Predicting the impacts of mutations on protein-ligand binding affinity based on molecular dynamics simulations and machine learning methods

Debby D Wang; Le Ou-Yang; Haoran Xie; Mengxu Zhu; Hong Yan

doi:10.1016/j.csbj.2020.02.007

Predicting the impacts of mutations on protein-ligand binding affinity based on molecular dynamics simulations and machine learning methods

Comput Struct Biotechnol J. 2020 Feb 20:18:439-454. doi: 10.1016/j.csbj.2020.02.007. eCollection 2020.

Authors

Debby D Wang¹, Le Ou-Yang², Haoran Xie³, Mengxu Zhu⁴, Hong Yan⁴

Affiliations

¹ Institute of Medical Information Engineering, School of Medical Instrument and Food Engineering, University of Shanghai for Science and Technology, 516 Jungong Rd, Shanghai 200093, China.
² Guangdong Key Laboratory of Intelligent Information Processing and Shenzhen Key Laboratory of Media Security, College of Electronics and Information Engineering, Shenzhen University, 3688 Nanhai Ave, Shenzhen 518060, China.
³ Department of Computing and Decision Sciences, Lingnan University, 8 Castle Peak Rd, Tuen Mun, Hong Kong.
⁴ Department of Electrical Engineering, City University of Hong Kong, Tat Chee Avenue, Kowloon, Hong Kong.

Abstract

Purpose: Mutation-induced variation of protein-ligand binding affinity is the key to many genetic diseases and the emergence of drug resistance, and therefore predicting such mutation impacts is of great importance. In this work, we aim to predict the mutation impacts on protein-ligand binding affinity using efficient structure-based, computational methods.

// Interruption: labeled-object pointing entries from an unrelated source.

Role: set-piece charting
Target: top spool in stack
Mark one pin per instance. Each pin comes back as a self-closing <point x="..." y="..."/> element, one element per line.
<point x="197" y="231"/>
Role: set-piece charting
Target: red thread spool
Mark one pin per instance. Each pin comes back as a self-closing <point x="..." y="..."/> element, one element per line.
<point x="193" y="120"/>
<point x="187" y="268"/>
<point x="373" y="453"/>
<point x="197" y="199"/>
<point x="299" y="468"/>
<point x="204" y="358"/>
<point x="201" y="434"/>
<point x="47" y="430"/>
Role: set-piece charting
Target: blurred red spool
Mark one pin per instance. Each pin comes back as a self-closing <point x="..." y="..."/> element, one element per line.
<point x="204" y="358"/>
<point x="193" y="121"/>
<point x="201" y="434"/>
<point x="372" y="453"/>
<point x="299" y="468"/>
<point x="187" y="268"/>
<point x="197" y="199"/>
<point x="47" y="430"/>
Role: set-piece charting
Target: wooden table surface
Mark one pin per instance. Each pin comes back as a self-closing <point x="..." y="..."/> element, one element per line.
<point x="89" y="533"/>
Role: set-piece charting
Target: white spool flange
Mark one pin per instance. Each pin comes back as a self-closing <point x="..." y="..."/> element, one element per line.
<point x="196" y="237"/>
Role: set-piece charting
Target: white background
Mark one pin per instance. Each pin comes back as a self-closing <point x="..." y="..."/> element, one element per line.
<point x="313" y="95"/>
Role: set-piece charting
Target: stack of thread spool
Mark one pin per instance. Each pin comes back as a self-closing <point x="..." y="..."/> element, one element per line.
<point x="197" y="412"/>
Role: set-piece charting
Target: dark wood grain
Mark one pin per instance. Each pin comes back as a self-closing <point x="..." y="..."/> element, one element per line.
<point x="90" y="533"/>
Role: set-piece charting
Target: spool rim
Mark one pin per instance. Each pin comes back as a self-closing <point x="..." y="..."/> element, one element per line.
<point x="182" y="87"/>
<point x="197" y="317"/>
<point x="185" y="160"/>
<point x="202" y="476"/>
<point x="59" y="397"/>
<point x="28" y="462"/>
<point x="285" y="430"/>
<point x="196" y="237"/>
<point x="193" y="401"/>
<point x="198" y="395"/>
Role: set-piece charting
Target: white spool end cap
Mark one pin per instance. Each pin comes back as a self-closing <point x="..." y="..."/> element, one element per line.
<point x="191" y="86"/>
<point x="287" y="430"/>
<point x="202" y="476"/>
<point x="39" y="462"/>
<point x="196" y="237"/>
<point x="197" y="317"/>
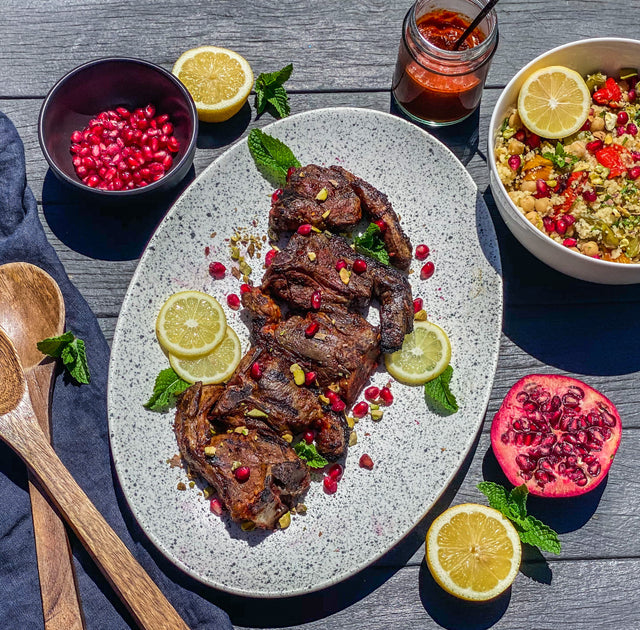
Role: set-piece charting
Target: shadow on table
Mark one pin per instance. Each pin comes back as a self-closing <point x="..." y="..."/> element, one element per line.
<point x="567" y="323"/>
<point x="105" y="230"/>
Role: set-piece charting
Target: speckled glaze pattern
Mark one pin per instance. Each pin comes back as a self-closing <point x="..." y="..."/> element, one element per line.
<point x="415" y="451"/>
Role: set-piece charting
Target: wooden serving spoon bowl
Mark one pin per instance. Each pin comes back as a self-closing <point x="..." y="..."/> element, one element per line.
<point x="19" y="428"/>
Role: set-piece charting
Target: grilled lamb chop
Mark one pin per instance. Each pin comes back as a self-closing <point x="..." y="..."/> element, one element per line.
<point x="334" y="199"/>
<point x="277" y="479"/>
<point x="294" y="276"/>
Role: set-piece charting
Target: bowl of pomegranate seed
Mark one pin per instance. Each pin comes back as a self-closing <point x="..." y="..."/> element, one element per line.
<point x="119" y="127"/>
<point x="564" y="159"/>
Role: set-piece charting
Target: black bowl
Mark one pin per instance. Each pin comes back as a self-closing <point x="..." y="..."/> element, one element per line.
<point x="105" y="84"/>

Methods: Relying on consolidated databases of experimentally determined data we characterize the affinity change upon mutation based on a number of local geometrical features and monitor such feature differences upon mutation during molecular dynamics (MD) simulations. The differences are quantified according to average difference, trajectory-wise distance or time-vary differences. Machine-learning methods are employed to predict the mutation impacts using the resulting conventional or time-series features. Predictions based on estimation of energy and based on investigation of molecular descriptors were conducted as benchmarks.

Results: Our method (machine-learning techniques using time-series features) outperformed the benchmark methods, especially in terms of the balanced F1 score. Particularly, deep-learning models led to the best prediction performance with distinct improvements in balanced F1 score and a sustained accuracy.

Conclusion: Our work highlights the effectiveness of the characterization of affinity change upon mutations. Furthermore, deep-learning techniques are well designed for handling the extracted time-series features. This study can lead to a deeper understanding of mutation-induced diseases and resistance, and further guide the development of innovative drug design.

Keywords: CNN, convolutional neural network; Deep learning; HMM, hidden Markov model; LSTM, long short-term memory; Local geometrical features; MD, molecular dynamics; MM/GBSA, molecular mechanics/generalized born surface area; MM/PBSA, molecular mechanics/Poisson-Boltzmann surface area; Missense mutation; Molecular dynamics (MD) simulations; Mutation impact; Protein-ligand binding affinity; RF, random forest; RMSD, root-mean-square deviation; RNN, recurrent neural network; SASA, solvent accessible surface area; Time series features; WTP, wildtype protein; aacomp, amino acid composition descriptors; const, constitutional descriptors; ctd, composition transition and distribution descriptors; kappa, Kappa shape indices; paacomp, type 1 pseudo amino acid composition descriptors; top, topological descriptors.